I've learned that, for me, I'd rather hear the sometimes harsh truth once (or twice) than pay extra to have my hand held with the same meager results. In this case, seeing the new LLMD so frequently actually caused more anxiety, because I had high expectations for this new doctor, and I was let down. We're also officially dirt poor due to all of these visits, which adds to the anxiety.

Again, this is not his fault at all. He's been kind and genuinely perplexed by the situation. This is a Sara problem, which I'm wondering if other women will run into during the course of treatment.

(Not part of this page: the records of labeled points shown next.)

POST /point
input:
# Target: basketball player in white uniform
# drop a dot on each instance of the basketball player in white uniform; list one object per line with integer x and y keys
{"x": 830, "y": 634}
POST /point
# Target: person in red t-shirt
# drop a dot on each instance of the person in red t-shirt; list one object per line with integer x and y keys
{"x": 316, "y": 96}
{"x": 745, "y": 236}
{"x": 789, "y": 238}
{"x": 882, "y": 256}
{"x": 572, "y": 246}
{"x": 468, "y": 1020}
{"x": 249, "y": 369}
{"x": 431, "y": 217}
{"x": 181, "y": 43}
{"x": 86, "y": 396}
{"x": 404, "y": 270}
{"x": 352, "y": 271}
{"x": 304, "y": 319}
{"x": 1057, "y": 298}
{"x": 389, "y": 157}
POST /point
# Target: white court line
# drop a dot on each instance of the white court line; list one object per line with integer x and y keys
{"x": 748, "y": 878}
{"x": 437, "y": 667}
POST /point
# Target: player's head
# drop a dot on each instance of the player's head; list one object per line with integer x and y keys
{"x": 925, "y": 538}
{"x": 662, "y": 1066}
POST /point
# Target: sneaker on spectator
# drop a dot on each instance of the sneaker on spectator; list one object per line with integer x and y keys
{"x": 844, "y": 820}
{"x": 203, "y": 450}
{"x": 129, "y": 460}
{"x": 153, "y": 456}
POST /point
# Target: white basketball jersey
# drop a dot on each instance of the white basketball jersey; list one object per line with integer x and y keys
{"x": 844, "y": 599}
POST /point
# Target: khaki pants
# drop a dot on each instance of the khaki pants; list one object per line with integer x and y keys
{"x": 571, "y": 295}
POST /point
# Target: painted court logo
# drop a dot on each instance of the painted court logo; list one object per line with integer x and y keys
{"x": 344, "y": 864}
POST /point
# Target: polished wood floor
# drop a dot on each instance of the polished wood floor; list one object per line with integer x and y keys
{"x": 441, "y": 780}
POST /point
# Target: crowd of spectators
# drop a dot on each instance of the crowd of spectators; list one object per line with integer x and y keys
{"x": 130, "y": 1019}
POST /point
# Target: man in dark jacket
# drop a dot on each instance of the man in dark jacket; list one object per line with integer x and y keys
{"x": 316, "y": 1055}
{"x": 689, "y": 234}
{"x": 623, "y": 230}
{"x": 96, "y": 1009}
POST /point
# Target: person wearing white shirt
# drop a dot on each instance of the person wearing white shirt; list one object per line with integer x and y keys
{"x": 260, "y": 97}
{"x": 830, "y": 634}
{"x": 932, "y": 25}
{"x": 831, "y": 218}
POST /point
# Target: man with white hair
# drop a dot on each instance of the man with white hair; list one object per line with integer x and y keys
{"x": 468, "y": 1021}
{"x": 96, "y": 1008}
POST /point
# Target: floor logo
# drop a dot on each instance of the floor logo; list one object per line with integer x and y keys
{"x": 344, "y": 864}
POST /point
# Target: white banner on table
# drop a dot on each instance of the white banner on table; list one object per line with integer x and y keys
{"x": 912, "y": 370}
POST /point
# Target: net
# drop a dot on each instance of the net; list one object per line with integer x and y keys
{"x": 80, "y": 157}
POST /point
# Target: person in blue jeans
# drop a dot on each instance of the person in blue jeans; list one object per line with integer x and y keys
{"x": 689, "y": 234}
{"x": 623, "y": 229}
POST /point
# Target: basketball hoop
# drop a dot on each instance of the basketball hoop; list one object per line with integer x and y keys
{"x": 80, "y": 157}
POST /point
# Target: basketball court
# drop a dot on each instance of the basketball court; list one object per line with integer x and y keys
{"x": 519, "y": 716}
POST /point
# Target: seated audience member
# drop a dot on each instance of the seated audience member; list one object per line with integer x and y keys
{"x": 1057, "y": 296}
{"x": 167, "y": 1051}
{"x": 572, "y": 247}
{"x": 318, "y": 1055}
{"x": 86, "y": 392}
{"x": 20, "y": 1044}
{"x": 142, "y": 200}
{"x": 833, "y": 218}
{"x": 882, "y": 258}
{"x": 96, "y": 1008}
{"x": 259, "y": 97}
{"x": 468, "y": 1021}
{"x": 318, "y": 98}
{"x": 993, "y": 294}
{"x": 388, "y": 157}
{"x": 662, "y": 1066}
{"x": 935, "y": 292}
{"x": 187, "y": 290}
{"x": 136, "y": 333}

Pregnancy is a time of heightened emotion and we have the natural tendency to be extra protective of our bodies. Is it realistic to think that our doctors, who haven't had the "magic bullet" cure to begin with, are really going to be able to monitor us as treat us as frequently as successfully as we want during pregnancy? To me, the answer is no. I'm not saying that to be a downer, I'm just sharing what I've learned after being pregnant for the last two + years straight (good Lord!).

I think LLMDs are there to make sure there we have reassurance when we need it that we can make it through this. I think they are there to answer our questions as best they can, and provide us with the best meds given the circumstances, but Lyme pregnancy is ultimately something we are experiencing alone (though most of us are lucky to at least have support and encouragement.) The up side: chances are, you won't have huge symptom flare-ups, and pregnancy is a VERY temporary thing. The down side, it's easy to be let down physically and emotionally when you're having a rough time and you feel like there's nothing that can be done.

I just try to keep the faith and know that the discomfort passes. That, and I'm going to blast the crap out of these bugs once and for all after my little guy is born.

1 comment:

  1. Oh, dear! I'm praying for you. I know that disappointment when you think a new choice in doctor is good and then find out it isn't all you hoped for. I'm so sorry!